Script to delete HTML tag


 
Thread Tools Search this Thread
Top Forums Shell Programming and Scripting Script to delete HTML tag
# 8  
Old 11-20-2011
Paste the output of
Code:
grep '(^|\\.)' /tmp/temp_ad_file

--ahamed
# 9  
Old 11-20-2011
The file is very long. Dont think it might be a good idea to paste the entire file Smilie
Here is an extract
Code:
(^|\.)zanox-affiliate\.de$
(^|\.)zanox\.com$
(^|\.)zantracker\.com$
(^|\.)zde-affinity\.edgecaching\.net$
(^|\.)zedo\.com$
(^|\.)zencudo\.co\.uk$
(^|\.)zenzuu\.com$
(^|\.)zeus\.developershed\.com$
(^|\.)zeusclicks\.com$
(^|\.)zintext\.com$
(^|\.)zmedia\.com$


Last edited by Scott; 11-20-2011 at 02:22 PM.. Reason: Please start using code tags.
# 10  
Old 11-20-2011
Boy is this thread confusing Smilie

A couple of observations that I have that might help clear the problem. First, the original post refers to 'removing html' from the file. However the file pulled from yoyo.org with wget using text/plain does not contain any html. More so, the reference to
Quote:
The HTML tags would be "(^|\.)" & $. If left in that list, the acl squid can't use the file.
seems to indicate that while incorrectly calling (^|\.) HTML, these strings are not desired. Depending on how squid is configured, this is true, they need to be removed.

The file from yoyo.com is a list of regular expressions and if squid isn't configured with acl ads dstdom_regex -i "[/usr/local]/etc/squid.adservers" then the regex parts will cause problems. I believe this is the reason things have stopped working is because the configuration on the old machine isn't the same as on FreeBSD. Given this, the original code that is extracting the regex lines from the yoyo.com data using the regex string makes sense.

This doesn't explain why the output file is ending up empty, but might change the focus on the problem a bit. If the squid config is changed to match the old machine, then the regex file can be used as is, otherwise the regex portions should be stripped:

Code:
sed 's/[()|.$^]//g' /tmp/temp_ad_file >/usr/local/etc/squid/squid.adservers

Care should be taken if these strings are used without the regex as they might match more URLs than desired.

I'm interested in knowing if the sed above has the same problem -- generates an empty file. If it does, then I question the permissions on the output file. What happens if the output file is changed to something like >/tmp/foo?
These 2 Users Gave Thanks to agama For This Post:
# 11  
Old 11-20-2011
agama, thanks for your help here. You have understood my issue better than I could ever explain it.

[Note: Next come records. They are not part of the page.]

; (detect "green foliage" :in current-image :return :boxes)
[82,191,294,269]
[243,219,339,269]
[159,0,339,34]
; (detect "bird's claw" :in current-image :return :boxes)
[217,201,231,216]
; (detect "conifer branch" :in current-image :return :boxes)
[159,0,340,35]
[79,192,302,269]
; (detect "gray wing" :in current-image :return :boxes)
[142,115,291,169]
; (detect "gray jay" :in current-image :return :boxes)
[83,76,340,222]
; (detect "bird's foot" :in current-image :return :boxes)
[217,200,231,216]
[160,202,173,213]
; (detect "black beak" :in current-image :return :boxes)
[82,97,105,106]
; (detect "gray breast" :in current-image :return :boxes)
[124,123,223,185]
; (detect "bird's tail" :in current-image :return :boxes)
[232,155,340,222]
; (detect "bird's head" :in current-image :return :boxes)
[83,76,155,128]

I am very sorry for calling those tags HTML when they were not and causing so much confusion. My apologies.
Coming back to the script; the tags are completely gone now. My ACL in squid is back to working and the final destination folder does not get emptied any more. Thank you so much for your help again agama.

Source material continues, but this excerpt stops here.